Why do I segfault when trying to change the string?
Let’s look at this sample program called uppercase.c:
#include <stdio.h>
#include <ctype.h>
int main(void)
{
// create a string and initialize to "hello"
char *name = "hello, world!";
// capitalize the first letter
name[0] = toupper(name[0]);
}
If we were to run this, it would segfault. Why?
What you’ve done is to declare a “string literal” (literally hardcoding it in your code). When you do so, it gets stored in “read-only” memory, which can’t be changed.

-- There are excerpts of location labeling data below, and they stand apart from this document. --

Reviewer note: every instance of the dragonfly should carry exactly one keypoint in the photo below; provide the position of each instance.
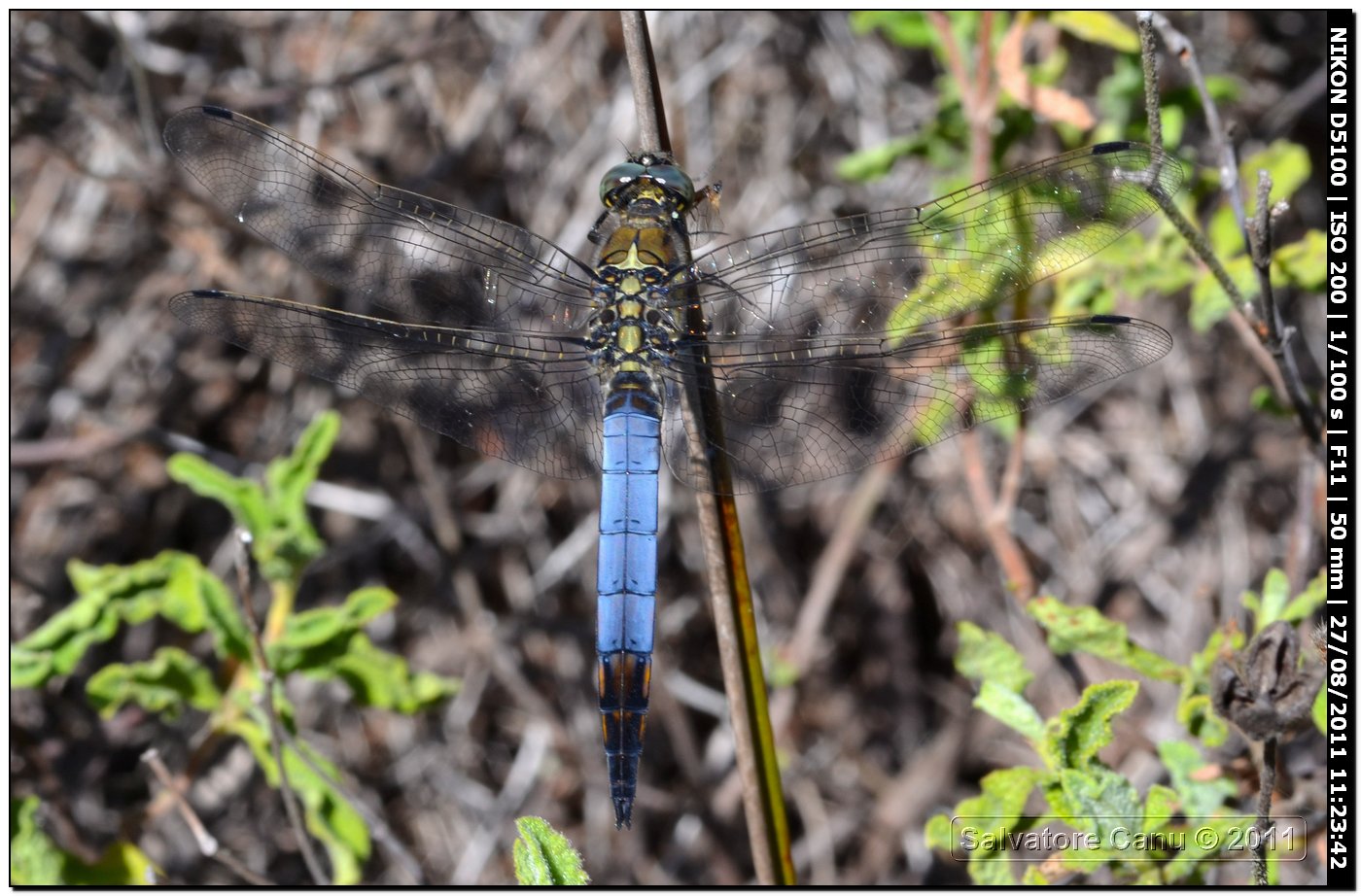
(825, 347)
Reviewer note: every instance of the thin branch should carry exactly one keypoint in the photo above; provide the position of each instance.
(979, 94)
(1269, 326)
(267, 680)
(1200, 245)
(1276, 334)
(1150, 79)
(730, 590)
(646, 88)
(208, 844)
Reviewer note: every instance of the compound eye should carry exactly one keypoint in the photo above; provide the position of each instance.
(674, 180)
(616, 178)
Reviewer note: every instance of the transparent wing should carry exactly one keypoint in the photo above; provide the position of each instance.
(429, 261)
(837, 405)
(530, 398)
(816, 333)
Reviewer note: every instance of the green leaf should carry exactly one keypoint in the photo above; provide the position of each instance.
(1197, 714)
(384, 680)
(987, 657)
(1072, 739)
(980, 824)
(1201, 790)
(1098, 27)
(1275, 592)
(163, 684)
(36, 861)
(1159, 807)
(242, 498)
(327, 813)
(1099, 801)
(316, 627)
(120, 865)
(329, 643)
(282, 538)
(172, 585)
(1304, 603)
(546, 858)
(873, 163)
(1084, 629)
(1010, 708)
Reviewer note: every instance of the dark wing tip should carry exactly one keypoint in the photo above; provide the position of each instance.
(1118, 146)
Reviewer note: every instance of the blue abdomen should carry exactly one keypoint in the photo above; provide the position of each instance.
(626, 581)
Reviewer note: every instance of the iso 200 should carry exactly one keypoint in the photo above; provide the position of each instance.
(1251, 838)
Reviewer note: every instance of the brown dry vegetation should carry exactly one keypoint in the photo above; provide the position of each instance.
(1157, 500)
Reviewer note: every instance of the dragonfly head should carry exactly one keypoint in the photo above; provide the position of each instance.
(646, 177)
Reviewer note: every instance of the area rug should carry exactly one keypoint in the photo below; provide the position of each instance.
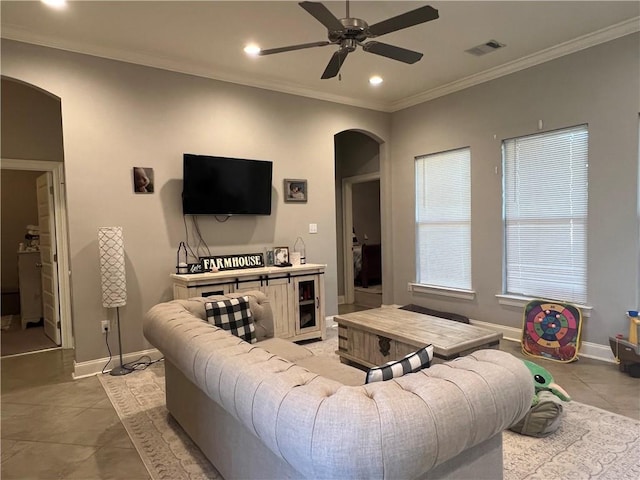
(590, 444)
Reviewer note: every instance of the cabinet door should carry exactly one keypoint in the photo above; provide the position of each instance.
(307, 313)
(282, 306)
(248, 286)
(212, 290)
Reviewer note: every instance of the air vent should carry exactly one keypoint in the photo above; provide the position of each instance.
(488, 47)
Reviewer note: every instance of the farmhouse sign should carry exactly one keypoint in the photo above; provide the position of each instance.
(232, 262)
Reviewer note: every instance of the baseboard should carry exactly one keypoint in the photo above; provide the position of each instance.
(93, 367)
(587, 349)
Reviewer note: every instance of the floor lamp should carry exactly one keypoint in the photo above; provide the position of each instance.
(113, 279)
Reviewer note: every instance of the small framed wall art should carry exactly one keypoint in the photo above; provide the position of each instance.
(143, 180)
(295, 190)
(281, 255)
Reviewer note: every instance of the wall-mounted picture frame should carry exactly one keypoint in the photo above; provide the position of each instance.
(295, 190)
(143, 180)
(280, 255)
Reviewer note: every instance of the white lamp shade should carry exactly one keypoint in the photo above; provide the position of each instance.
(112, 272)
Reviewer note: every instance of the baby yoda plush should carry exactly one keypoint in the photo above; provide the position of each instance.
(543, 381)
(546, 408)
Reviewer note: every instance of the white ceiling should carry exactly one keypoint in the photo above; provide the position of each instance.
(206, 38)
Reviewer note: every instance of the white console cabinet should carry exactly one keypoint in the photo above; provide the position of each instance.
(296, 294)
(30, 285)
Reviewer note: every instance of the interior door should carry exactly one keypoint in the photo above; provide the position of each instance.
(48, 257)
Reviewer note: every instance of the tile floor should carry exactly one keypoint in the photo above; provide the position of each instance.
(54, 427)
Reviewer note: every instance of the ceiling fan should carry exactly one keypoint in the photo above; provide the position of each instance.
(349, 32)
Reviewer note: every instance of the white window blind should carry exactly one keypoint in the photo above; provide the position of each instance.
(545, 214)
(443, 219)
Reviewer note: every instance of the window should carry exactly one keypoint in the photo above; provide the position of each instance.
(443, 219)
(545, 214)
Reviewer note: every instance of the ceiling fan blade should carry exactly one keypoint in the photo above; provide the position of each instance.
(271, 51)
(393, 52)
(323, 15)
(333, 67)
(405, 20)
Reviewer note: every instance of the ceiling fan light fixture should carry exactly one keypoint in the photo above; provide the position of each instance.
(252, 50)
(59, 4)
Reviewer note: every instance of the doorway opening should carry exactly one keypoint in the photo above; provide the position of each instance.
(44, 318)
(359, 221)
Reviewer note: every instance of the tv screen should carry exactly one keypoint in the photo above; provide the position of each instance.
(226, 186)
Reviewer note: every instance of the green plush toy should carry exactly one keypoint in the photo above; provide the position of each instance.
(545, 413)
(543, 381)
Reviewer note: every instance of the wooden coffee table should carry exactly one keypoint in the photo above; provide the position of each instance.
(373, 337)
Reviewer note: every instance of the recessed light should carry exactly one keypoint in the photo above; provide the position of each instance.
(55, 3)
(252, 49)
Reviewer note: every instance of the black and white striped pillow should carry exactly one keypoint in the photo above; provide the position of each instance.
(411, 363)
(233, 315)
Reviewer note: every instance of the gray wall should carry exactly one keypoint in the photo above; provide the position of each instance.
(597, 86)
(35, 129)
(117, 115)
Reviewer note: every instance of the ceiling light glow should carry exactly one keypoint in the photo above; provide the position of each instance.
(252, 49)
(55, 3)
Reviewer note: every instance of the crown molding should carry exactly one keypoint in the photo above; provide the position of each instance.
(19, 34)
(12, 32)
(586, 41)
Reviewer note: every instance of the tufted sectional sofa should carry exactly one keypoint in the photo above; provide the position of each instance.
(274, 410)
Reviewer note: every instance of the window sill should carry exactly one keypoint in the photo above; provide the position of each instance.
(442, 291)
(521, 301)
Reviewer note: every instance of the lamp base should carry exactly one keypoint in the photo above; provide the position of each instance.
(117, 371)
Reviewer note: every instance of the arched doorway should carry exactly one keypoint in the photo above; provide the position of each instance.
(359, 219)
(32, 141)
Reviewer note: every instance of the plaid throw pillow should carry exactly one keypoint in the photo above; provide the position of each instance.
(233, 315)
(411, 363)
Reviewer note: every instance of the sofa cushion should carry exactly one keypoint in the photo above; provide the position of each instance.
(233, 315)
(411, 363)
(285, 349)
(329, 368)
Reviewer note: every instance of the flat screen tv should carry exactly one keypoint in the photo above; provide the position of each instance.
(226, 186)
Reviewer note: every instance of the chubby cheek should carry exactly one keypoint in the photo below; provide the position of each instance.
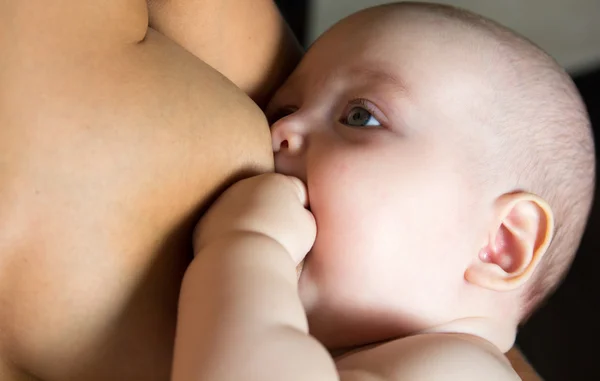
(353, 217)
(383, 227)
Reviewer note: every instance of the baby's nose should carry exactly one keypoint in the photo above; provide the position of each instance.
(287, 136)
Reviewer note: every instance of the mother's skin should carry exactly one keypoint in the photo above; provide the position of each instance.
(112, 139)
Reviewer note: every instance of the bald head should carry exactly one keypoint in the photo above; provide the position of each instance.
(543, 137)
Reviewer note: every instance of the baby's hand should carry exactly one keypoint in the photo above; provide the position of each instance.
(273, 205)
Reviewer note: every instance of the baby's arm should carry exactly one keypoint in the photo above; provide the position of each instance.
(241, 318)
(240, 315)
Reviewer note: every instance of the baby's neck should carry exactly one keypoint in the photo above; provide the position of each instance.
(498, 336)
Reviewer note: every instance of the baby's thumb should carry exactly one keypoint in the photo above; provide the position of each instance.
(301, 190)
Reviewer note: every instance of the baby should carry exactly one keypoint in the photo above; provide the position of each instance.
(449, 169)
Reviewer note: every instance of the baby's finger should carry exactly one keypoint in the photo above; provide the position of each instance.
(301, 190)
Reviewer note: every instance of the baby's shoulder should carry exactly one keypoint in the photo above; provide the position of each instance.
(435, 357)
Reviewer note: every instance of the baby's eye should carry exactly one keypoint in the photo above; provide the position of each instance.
(359, 116)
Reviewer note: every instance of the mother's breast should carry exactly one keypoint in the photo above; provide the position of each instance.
(107, 156)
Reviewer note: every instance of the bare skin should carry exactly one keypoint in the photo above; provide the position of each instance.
(112, 140)
(240, 305)
(85, 293)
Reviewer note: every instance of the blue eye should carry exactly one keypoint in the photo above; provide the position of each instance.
(360, 117)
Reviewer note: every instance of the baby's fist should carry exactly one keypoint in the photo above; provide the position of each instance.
(269, 204)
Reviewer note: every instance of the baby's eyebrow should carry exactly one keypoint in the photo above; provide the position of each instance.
(378, 75)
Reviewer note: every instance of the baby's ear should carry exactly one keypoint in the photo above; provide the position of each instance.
(518, 240)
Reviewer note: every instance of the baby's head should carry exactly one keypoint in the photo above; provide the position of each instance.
(450, 170)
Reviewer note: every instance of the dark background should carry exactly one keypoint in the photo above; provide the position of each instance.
(562, 339)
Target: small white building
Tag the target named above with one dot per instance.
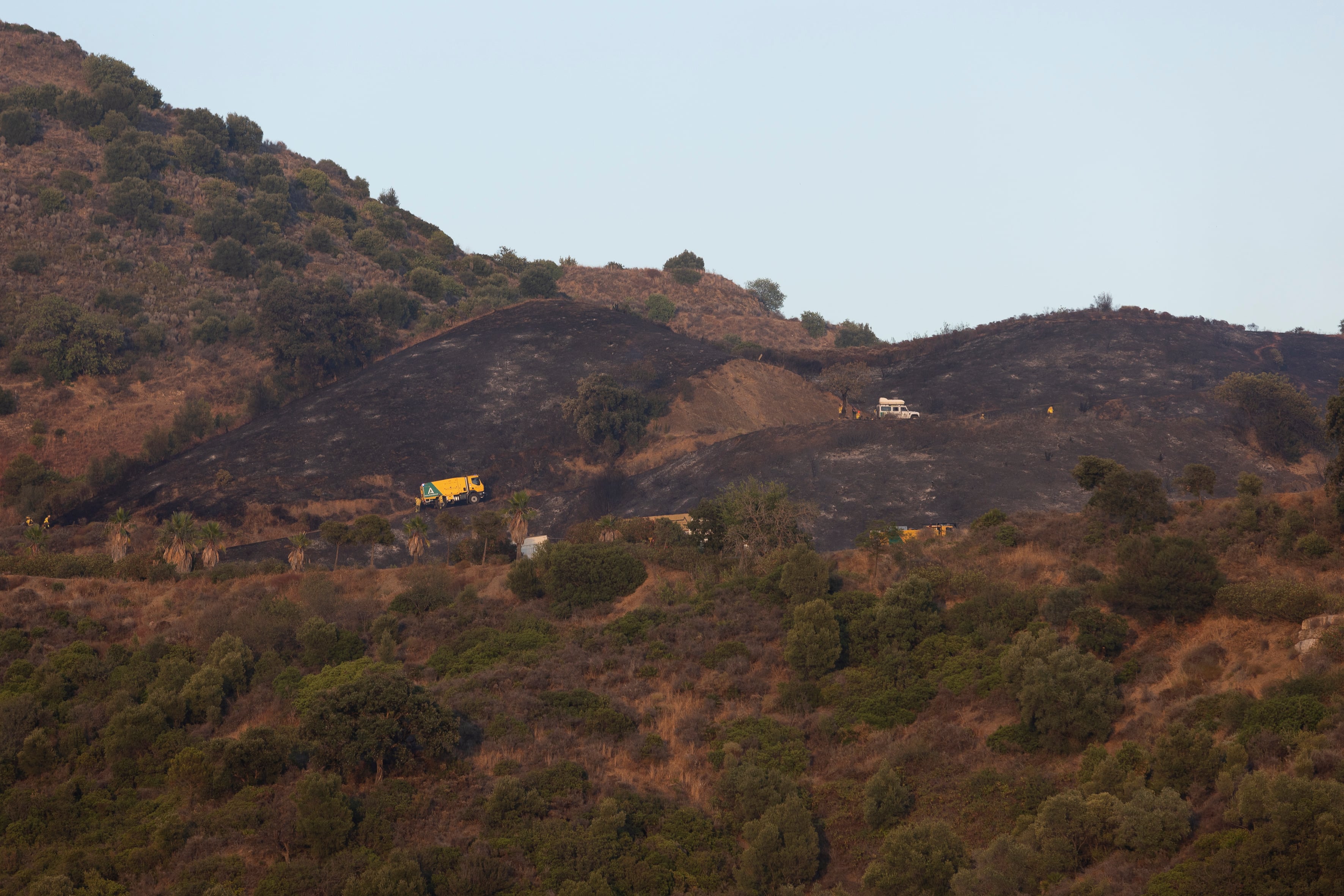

You can see evidence of this by compiling your code with clang -S uppercase.c
(which will produce the assembler code). Open uppercase.s
and you should see the entire assembler code. Scroll down to about line 33 where you’ll see this section:
.section .rodata.str1.1,"aMS",@progbits,1
.L.str:
.asciz "hello, world!"
.size .L.str, 14
Notice how "hello, world!"
is in the .rodata
section of the program, aka read-only data.
Attempting to change read-only data will result in a segmentation fault.
More here: https://en.wikipedia.org/wiki/Data_segment.
So how to solve this? If you want a string that you can change, you can declare it as a char array instead:
char name[] = "hello, world!";
For reference, here’s the entire assembler code in uppercase.s
:
.text
.file "uppercase.c"
.globl main # -- Begin function main
.p2align 4, 0x90
.type main,@function
main: # @main
.cfi_startproc
# %bb.0: # %entry
pushq %rbp
.cfi_def_cfa_offset 16
.cfi_offset %rbp, -16
movq %rsp, %rbp
.cfi_def_cfa_register %rbp
subq $16, %rsp
movabsq $.L.str, %rax
movq %rax, -8(%rbp)
movq -8(%rbp), %rax
movsbl (%rax), %edi
callq toupper
xorl %edi, %edi
movb %al, %cl
movq -8(%rbp), %rdx
movb %cl, (%rdx)
movl %edi, %eax
addq $16, %rsp
popq %rbp
.cfi_def_cfa %rsp, 8
retq
.Lfunc_end0:
.size main, .Lfunc_end0-main
.cfi_endproc
# -- End function
.type .L.str,@object # @.str
.section .rodata.str1.1,"aMS",@progbits,1
.L.str:
.asciz "hello, world!"
.size .L.str, 14
.ident "clang version 7.0.0 "
.section ".note.GNU-stack","",@progbits
.addrsig
.addrsig_sym toupper